Le fonds d'aide aux plus démunis diminué

Le Programme d'aide aux plus démunis (PEAD) est devenu à la fois l'emblème de la solidarité européenne et celui des égoïsmes nationaux. Créé en 1987, ce programme vient en aide à plus de 13 millions d'Européens dans 19 pays (1). Mis en cause par l'Allemagne en 2011 (2),  le PEAD a, après de longues négociations, obtenu un sursis. Les 500 millions d'euros annuels, qui sont un minimum, sont préservés pour 2013 et 2014. Pour ce qui est de l'après-2014, la Commission européenne a proposé le 24 octobre 2012 un nouveau fonds d'aide aux plus démunis qui repose non plus sur la PAC, mais sur la politique sociale de l'Union et dont le budget sera en provenance du Fonds social européen (FSE).

Le budget dévolu au fonds dépendra de l'accord sur le cadre financier pluriannuel. Pour le moment, on est loin des 500 millions. Dans l'accord du Conseil européen des 7-8 février, les Etats se sont accordés sur 2,5 milliards sur sept ans (2014-2020), donc 357 millions par an. Le Parlement européen a rejeté, dans une résolution votée le 13 mars, l'accord budgétaire pluriannuel tel qu'adopté par le Conseil.

En ce moment, au Parlement européen, nous travaillons sur la proposition de nouveau fonds.
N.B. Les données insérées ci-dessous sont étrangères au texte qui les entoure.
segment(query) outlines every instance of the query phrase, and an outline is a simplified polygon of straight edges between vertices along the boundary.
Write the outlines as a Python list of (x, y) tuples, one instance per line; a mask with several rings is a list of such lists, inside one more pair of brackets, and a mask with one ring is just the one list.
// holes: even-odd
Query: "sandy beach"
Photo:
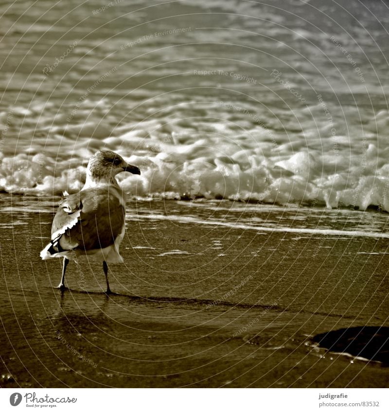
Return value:
[[(168, 216), (183, 214), (189, 202), (134, 202), (121, 248), (125, 264), (110, 268), (117, 294), (107, 297), (100, 265), (81, 259), (69, 265), (69, 290), (61, 294), (54, 288), (60, 260), (43, 262), (37, 253), (55, 201), (41, 202), (37, 213), (33, 198), (27, 205), (23, 197), (3, 200), (2, 387), (389, 385), (387, 346), (383, 362), (367, 362), (328, 352), (313, 338), (389, 326), (386, 239), (185, 223)], [(213, 215), (231, 221), (231, 211), (240, 208), (242, 215), (246, 207), (215, 203)], [(281, 208), (263, 209), (269, 222), (281, 218)], [(285, 208), (283, 218), (291, 214), (301, 226), (294, 210)], [(334, 213), (314, 213), (324, 220)], [(387, 218), (374, 211), (343, 213), (363, 215), (353, 224), (360, 229), (363, 219)], [(194, 218), (194, 208), (185, 214)]]

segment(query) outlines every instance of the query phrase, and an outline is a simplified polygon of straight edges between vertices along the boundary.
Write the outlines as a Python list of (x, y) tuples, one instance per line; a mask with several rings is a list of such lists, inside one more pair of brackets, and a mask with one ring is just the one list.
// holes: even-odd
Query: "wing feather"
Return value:
[(112, 191), (81, 191), (60, 204), (53, 222), (52, 243), (59, 252), (106, 247), (121, 233), (124, 214)]

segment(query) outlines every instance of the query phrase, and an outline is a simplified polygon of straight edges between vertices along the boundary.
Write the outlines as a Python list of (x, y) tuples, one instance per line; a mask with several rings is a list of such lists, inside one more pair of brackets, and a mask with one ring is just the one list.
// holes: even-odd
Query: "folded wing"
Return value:
[(53, 222), (51, 243), (41, 257), (113, 245), (123, 230), (124, 214), (120, 199), (109, 190), (88, 189), (69, 196), (59, 205)]

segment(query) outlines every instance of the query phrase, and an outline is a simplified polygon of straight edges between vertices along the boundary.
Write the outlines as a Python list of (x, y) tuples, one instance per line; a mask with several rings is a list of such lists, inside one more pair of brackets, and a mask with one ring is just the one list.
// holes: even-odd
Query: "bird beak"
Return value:
[(123, 167), (123, 169), (125, 172), (129, 172), (130, 173), (132, 173), (133, 175), (141, 174), (141, 171), (139, 170), (139, 168), (136, 166), (133, 166), (132, 165), (126, 165)]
La Commission emploi-affaires sociales, à laquelle j'appartiens, est compétente sur ce dossier et devrait voter en mai prochain. Le fonds doit être à destination des personnes en situation de privation alimentaire et son budget doit absolument être revalorisé. Il doit être simplifié d'un point de vue administratif pour que les associations –principalement composées de bénévoles– puissent remplir leur rôle au mieux.

La garantie pour la jeunesse doit être confirmée

Egalement en cours de discussion, la garantie européenne pour la jeunesse. La Commission européenne a décidé de s'attaquer à la « génération perdue » et au scandale que représente le chômage des jeunes dans l'Union. En janvier 2013, 23,6%, soit 7,5 millions de jeunes adultes, étaient sans emploi, étude ou formation (contre 5,5 millions en mars 2012, selon Eurostat). Ils sont plus de 55% en Espagne et en Grèce, 33% en Italie, 29,6% en Irlande, 25,7% en France. La Commission propose la mise en place d'une garantie pour la jeunesse : elle vise à ce que tous les jeunes de moins de 25 ans se voient proposer une offre de qualité pour un emploi, une formation, un apprentissage ou un stage dans les quatre mois suivant la sortie de leurs études ou la perte de leur emploi.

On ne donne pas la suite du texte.